Real Life Leading 64: How to Handle Difficult Conversations in Blended Families
Do you remember being a teenager and getting into an argument with someone that you already didn’t like very much? Words got louder, the exchange got more and more heated, and as a result you both ended up saying angry and hurtful things. Sometimes the exchange may have gone even farther and resulted in a physical confrontation. Now, imagine that same scenario between two ex-spouses (without the physical altercation at the end): hurt feelings, loud voices, angry words, hurtful tones, and ultimately nothing getting accomplished or solved. Unfortunately, this situation is all too common in blended family situations. So, what’s the solution? Well, as with most things, the solution is to be found in Scripture.
Proverbs 15:1 tells us that, “A soft answer turns away wrath, but a harsh word stirs up anger.” Many of us have heard those words in our past, though perhaps we never fully realized how powerful they actually are. The solution to de-escalating a tense and anger-filled situation is often as simple as answering quietly and in humility. The volume, tone, and voice we use often send a more powerful message than the actual words we say. And when we remember that, we are more likely to get things accomplished.
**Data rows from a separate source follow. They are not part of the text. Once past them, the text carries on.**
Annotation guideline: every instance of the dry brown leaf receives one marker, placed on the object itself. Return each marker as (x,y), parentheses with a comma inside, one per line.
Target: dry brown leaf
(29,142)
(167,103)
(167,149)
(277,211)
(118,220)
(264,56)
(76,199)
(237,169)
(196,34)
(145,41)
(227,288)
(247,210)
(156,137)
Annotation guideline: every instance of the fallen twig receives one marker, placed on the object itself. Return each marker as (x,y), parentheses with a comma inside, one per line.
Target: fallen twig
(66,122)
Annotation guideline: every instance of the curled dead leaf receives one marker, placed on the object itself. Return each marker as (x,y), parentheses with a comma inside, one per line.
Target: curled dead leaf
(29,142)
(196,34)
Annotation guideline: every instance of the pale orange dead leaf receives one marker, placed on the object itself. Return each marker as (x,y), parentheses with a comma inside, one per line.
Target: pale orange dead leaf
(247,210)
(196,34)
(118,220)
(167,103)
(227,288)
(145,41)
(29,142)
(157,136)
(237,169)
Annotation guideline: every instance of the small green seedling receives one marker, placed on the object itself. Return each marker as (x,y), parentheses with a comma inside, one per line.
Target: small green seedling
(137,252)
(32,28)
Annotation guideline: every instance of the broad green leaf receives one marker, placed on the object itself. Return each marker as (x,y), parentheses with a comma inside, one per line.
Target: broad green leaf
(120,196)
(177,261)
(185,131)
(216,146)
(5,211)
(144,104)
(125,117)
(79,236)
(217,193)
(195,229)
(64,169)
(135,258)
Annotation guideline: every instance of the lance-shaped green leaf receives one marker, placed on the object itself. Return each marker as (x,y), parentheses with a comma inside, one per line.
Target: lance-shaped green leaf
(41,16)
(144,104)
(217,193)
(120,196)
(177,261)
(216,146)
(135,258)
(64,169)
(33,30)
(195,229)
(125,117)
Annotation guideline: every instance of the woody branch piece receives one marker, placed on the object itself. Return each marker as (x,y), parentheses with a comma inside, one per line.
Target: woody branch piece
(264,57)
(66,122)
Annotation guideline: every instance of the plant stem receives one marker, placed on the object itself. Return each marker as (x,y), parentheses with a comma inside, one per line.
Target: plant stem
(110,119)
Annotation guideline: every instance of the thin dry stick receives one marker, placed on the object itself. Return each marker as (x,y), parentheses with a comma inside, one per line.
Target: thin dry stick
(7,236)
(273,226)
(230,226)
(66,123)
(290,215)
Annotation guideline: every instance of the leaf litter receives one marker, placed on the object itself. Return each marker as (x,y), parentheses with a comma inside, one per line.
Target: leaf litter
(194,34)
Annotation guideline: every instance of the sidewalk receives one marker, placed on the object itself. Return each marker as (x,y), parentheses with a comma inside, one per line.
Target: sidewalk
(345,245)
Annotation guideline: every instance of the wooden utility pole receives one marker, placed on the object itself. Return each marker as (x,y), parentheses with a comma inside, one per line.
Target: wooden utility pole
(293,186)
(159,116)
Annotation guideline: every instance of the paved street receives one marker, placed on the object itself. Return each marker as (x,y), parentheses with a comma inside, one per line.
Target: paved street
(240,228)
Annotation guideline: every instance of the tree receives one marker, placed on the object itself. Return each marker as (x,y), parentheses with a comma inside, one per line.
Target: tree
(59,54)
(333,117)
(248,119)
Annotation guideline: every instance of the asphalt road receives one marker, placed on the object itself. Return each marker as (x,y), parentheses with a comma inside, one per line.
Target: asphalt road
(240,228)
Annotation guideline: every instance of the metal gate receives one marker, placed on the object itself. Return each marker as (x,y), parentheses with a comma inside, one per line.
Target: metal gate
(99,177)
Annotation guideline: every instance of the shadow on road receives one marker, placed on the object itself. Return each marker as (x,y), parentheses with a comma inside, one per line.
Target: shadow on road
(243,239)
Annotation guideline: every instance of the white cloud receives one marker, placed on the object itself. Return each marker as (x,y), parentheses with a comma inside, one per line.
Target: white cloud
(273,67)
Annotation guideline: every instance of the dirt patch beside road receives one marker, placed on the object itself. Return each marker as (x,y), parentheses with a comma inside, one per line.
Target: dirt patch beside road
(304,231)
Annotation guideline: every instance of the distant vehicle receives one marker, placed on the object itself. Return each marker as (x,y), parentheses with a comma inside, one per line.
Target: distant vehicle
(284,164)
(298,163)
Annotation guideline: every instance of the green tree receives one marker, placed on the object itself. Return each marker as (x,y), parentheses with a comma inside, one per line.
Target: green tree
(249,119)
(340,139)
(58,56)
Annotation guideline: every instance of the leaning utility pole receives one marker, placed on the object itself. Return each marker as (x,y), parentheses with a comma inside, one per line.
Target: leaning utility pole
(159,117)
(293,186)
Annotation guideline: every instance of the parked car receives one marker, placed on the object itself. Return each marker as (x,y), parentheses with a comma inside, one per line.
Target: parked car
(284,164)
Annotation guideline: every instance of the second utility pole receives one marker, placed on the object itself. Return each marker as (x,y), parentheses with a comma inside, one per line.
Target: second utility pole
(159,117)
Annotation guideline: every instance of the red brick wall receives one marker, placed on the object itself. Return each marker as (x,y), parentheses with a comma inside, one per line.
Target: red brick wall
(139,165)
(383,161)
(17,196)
When heading into a potentially difficult conversation within a blended family, it’s important to be clear on a few things ahead of time: 1) What is the purpose/goal of the conversation? Whatever that is, stick to it and keep the conversation relevant to that topic. 2) Genuinely seek out the best solution, even if it’s not the one that you have proposed. Do your best to keep your ego out of the equation. 3) Remember that the only person you can control is yourself. Do that, even if the other person chooses not to.
Why are these so important to remember? Well, consider the alternative: the conversation gets heated, the original purpose gets lots, more hurtful words are said, and you end up worse of than before and without having solved anything. Instead, consciously choose to remain calm and respectful. “Well, you don’t know what they did!” or “You don’t know what they said!”, someone might say to me. You’re correct! I don’t know what your ex did or said, but I do know that you can still choose to be in control of your emotions and your response.
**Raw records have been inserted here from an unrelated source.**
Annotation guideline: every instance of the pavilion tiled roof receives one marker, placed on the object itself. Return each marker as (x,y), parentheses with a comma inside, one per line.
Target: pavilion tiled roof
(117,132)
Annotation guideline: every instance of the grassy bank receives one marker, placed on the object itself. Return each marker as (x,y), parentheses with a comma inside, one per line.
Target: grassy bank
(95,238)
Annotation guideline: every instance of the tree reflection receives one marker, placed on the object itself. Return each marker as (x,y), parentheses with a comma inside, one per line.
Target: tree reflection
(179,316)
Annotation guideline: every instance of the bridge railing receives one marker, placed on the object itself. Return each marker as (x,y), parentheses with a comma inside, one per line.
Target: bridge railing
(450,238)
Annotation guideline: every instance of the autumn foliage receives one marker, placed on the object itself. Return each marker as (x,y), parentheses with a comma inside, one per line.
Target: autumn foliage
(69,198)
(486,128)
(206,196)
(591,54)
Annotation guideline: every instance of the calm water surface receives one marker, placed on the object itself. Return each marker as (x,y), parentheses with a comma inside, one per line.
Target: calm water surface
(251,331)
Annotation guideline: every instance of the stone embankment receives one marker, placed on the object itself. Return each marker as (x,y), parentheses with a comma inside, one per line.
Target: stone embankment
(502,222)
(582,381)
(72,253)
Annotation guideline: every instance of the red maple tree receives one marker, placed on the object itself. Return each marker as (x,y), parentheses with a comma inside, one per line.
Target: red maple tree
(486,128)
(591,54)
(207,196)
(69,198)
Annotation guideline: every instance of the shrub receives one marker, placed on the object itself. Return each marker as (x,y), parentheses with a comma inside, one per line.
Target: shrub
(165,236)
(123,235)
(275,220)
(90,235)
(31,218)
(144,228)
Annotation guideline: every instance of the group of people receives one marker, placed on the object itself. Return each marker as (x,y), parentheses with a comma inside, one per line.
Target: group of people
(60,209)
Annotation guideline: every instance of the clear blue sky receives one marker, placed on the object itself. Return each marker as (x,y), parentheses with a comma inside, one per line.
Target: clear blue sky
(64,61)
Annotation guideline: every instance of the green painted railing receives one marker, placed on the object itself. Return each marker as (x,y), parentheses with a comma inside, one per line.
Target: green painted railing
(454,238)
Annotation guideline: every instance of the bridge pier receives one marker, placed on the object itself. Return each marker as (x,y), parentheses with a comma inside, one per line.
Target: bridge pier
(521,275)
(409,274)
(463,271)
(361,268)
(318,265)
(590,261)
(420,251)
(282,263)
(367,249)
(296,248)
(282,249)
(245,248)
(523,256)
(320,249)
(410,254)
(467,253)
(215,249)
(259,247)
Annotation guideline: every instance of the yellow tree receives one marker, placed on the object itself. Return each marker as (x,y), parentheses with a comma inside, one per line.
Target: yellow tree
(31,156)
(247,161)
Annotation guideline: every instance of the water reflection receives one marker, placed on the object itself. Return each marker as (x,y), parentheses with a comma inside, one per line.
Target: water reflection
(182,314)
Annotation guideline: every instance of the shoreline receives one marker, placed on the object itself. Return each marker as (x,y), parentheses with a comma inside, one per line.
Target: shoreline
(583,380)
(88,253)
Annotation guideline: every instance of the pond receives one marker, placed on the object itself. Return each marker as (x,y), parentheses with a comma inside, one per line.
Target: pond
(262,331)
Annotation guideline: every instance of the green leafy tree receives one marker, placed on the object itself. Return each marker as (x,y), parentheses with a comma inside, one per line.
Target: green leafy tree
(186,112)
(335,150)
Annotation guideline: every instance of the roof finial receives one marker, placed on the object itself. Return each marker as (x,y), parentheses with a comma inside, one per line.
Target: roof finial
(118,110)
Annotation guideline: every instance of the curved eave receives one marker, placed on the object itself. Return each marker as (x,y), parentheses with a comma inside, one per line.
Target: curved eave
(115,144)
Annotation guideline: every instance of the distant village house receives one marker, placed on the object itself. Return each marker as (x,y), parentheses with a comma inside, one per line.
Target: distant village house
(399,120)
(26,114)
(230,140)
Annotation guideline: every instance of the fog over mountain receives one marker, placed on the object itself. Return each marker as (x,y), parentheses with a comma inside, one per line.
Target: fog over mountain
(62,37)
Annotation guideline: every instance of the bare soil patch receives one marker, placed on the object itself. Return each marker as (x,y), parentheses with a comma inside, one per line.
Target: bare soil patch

How do I know? Because I have learned, through failure before success, from experience and observation, that it is possible to keep your temper and ego in check regardless of what else is being said to or about you. I’ll be the first to admit (as I did just a moment ago) that I have also failed. But the principle remains true, even in our failure: “A soft answer turns away wrath.” When I have been able to remember that, the results have always been better. I’ve never once had a good conversation that involved heated words and loud voices. However, I have seen situations where a soft answer has helped calm things down and keep them on track. Is it easy? Certainly not! Is it worth it? Absolutely.
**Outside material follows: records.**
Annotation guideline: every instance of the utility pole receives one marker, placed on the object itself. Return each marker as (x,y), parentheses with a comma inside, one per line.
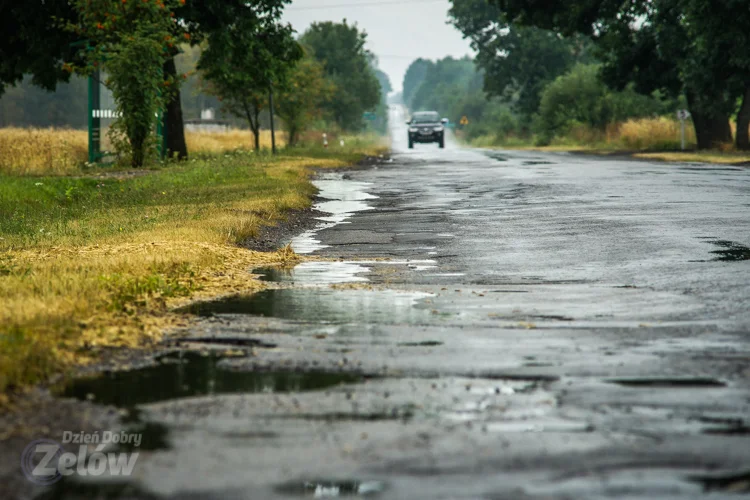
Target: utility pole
(270,107)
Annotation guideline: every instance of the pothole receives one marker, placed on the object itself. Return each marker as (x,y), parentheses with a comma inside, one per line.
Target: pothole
(731,483)
(686,382)
(193,374)
(331,488)
(730,251)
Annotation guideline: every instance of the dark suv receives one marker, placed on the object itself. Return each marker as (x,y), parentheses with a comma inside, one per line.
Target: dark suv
(426,126)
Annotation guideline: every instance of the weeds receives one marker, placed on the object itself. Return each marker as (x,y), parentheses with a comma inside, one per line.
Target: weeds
(92,262)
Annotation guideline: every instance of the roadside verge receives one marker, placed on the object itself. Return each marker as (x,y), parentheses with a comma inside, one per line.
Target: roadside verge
(89,264)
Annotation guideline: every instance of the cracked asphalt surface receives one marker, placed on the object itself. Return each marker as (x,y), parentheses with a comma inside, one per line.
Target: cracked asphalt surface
(513,325)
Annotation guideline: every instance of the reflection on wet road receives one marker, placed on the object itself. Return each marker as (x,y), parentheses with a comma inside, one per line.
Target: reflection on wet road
(476,324)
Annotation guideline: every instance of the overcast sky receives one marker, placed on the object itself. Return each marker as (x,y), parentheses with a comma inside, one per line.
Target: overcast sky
(398,31)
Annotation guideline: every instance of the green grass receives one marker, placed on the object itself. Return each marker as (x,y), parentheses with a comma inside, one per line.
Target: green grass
(97,261)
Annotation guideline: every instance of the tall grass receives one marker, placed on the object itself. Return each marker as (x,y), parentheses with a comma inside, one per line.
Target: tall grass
(644,134)
(91,262)
(220,142)
(36,152)
(653,133)
(42,151)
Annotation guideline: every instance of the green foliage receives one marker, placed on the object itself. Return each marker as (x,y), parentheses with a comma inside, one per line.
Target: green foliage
(674,46)
(580,97)
(340,47)
(131,41)
(27,105)
(300,103)
(244,60)
(380,124)
(518,61)
(32,44)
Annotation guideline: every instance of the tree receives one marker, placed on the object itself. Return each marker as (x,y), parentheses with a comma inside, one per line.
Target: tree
(34,42)
(131,41)
(518,61)
(674,46)
(300,103)
(244,60)
(204,20)
(341,49)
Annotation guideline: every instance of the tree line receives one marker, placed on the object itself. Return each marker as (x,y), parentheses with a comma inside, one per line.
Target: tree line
(326,74)
(609,59)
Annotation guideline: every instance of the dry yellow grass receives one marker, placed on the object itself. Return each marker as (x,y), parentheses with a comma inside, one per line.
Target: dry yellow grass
(42,151)
(63,152)
(652,133)
(87,285)
(219,142)
(722,157)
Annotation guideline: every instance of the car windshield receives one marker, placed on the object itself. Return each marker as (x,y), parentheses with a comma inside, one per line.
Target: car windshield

[Full disclosure: It would be easy to ‘read into this post’ things that I haven’t said. Please avoid the temptation to ‘read into it’ any implied or covert complaint or criticism about my ex-wife or her husband. None is intended; the post, like all others, is simply written from my first-hand perspective. Thank you!]
Action Step: This week, whenever you’re faced with a tough situation, pray for calm, for patience, and for the humility to be respectful even when it’s difficult. You won’t get it right every time, but when you do you’ll see that the results are much better.